Kansas City,
12
December
2018
|
10:30 AM
America/Chicago

Healthline: This Is What Happens When Children Don’t Get Vaccinated

By Brian Krans

Diseases such as measles and chickenpox are seeing a resurgence because of an increasing number of parents who opt out of vaccinating their children, officials say.

According to the Centers for Disease Control and Prevention (CDC), the percentage of 2-year-olds who have never received a single vaccination has quadrupled since 2001, reaching 1.3 percent of children born in 2015.

While that’s still a relatively low number, it does reflect a change.

There appears to be distrust in vaccinations in a generation who may not have any firsthand knowledge of the diseases routine shots prevent. This includes the once-common chickenpox and measles.

Herd immunity — when large swaths of the population are immunized — is one of the best defenses humanity has against diseases like measles, which are easily spread through sneezing and coughing.

Dr.

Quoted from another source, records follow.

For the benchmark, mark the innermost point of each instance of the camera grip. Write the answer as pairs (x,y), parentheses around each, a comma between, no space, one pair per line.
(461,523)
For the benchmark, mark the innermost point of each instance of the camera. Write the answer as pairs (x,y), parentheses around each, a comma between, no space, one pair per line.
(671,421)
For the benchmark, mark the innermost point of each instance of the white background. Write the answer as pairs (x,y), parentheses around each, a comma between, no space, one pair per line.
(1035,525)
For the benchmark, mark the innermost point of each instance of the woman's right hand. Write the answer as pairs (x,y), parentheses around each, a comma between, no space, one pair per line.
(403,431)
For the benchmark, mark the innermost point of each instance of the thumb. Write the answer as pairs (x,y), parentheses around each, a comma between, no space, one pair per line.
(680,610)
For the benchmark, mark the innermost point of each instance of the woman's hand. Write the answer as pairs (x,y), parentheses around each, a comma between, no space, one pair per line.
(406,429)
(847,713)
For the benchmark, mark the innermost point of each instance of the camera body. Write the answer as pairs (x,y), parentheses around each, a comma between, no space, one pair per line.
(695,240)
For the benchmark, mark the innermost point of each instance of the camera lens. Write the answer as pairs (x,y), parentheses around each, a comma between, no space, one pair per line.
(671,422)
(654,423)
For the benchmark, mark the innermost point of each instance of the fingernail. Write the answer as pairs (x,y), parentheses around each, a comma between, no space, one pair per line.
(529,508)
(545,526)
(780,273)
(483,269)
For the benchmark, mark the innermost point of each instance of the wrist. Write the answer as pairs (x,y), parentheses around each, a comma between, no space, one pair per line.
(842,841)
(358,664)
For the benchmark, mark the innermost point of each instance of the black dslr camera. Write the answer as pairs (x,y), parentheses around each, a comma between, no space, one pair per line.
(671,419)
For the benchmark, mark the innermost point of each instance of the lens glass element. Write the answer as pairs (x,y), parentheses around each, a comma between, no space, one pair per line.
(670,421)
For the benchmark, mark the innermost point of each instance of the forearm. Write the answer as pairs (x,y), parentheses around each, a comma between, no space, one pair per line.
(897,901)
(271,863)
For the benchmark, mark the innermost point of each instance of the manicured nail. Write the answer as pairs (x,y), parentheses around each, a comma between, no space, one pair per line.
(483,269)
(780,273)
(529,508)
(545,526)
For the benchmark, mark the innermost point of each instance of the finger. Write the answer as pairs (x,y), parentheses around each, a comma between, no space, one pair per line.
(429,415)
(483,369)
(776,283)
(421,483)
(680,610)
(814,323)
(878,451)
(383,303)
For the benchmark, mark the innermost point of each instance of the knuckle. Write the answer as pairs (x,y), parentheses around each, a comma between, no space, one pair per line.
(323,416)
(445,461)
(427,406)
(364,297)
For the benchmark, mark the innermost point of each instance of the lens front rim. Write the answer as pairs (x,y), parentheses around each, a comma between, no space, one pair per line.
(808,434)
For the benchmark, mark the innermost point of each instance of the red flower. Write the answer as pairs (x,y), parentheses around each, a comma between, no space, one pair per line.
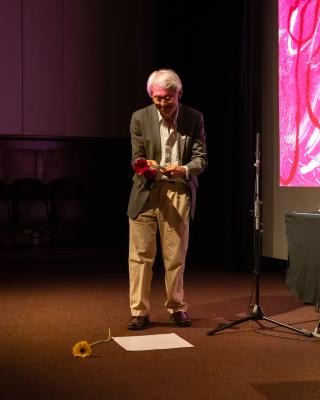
(141,167)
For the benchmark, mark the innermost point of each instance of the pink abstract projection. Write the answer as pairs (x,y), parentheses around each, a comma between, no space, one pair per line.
(299,92)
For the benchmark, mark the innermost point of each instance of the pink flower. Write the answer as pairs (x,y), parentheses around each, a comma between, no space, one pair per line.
(142,167)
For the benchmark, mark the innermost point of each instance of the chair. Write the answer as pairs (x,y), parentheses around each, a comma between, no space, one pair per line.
(6,219)
(31,211)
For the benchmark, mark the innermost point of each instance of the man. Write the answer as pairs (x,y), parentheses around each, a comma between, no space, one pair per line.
(168,139)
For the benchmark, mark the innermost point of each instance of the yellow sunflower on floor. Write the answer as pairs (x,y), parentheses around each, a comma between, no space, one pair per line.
(82,349)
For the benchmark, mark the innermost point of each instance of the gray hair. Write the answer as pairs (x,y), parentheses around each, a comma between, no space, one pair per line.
(166,79)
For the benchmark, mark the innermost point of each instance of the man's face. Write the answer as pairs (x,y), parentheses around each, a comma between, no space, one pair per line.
(166,101)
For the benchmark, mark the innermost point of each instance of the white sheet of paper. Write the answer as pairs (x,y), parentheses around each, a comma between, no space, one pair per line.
(151,342)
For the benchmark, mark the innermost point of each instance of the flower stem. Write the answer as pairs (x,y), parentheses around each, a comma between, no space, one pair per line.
(102,341)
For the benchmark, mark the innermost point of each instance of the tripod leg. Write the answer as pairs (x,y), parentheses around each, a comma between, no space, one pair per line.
(302,331)
(220,328)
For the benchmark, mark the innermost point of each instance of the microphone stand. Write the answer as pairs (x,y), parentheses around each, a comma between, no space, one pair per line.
(256,312)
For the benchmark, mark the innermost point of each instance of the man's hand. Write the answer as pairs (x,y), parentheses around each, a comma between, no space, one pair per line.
(174,171)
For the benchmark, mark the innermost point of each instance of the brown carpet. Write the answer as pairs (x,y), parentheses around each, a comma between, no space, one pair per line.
(44,314)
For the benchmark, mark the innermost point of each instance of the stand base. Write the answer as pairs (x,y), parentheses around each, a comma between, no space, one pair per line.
(256,315)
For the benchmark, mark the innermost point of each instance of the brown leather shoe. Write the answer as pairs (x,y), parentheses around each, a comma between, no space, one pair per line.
(137,322)
(181,318)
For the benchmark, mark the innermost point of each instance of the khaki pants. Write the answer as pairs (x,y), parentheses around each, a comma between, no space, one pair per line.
(168,208)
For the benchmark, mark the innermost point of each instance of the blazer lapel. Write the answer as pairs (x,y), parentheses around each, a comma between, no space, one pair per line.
(181,133)
(155,132)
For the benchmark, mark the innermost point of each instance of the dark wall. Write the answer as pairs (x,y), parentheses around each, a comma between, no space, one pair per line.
(77,69)
(72,67)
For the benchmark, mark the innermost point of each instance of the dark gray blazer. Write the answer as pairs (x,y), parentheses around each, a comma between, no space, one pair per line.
(145,141)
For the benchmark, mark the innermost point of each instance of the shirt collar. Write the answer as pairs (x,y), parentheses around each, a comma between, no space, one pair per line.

Christopher Harrison, director of both the infectious disease research laboratory and vaccine and treatment evaluation unit at Children’s Mercy-Kansas City, says that anti-vaccine groups promote fear of vaccines through various media, enlisting the help of celebrities and politicians.

This, he says, can put families in a conflicted position.

Parents who want to do what’s best for their children may be reluctant because they’ve heard “the non-science-based ‘information’ or opinions, and have difficulty differentiating ‘junk data’ from real scientifically based data,” he said.

“They have usually not seen the suffering and complications from vaccine-preventable diseases,” Harrison told Healthline. “They usually do know or have heard of someone who claims that vaccines were the cause of some problem that is a better known or more prevalent condition for which a defined cause is not well described, i.e. autism.”

Children who have autism aren’t an abstract concept, Harrison says, while vaccine-preventable diseases usually are abstract and distant. So, some families may decide to avoid vaccines to reduce their immediate and longer-term worries.

Officials say there’s been an increase since 2001 in the number of young children who have never received a vaccination.

They say many of these parents grew up in a world where once-common chickenpox and measles are rare.

This lack of firsthand knowledge as well as unscientific information about vaccination side effects may be fueling this trend, they say.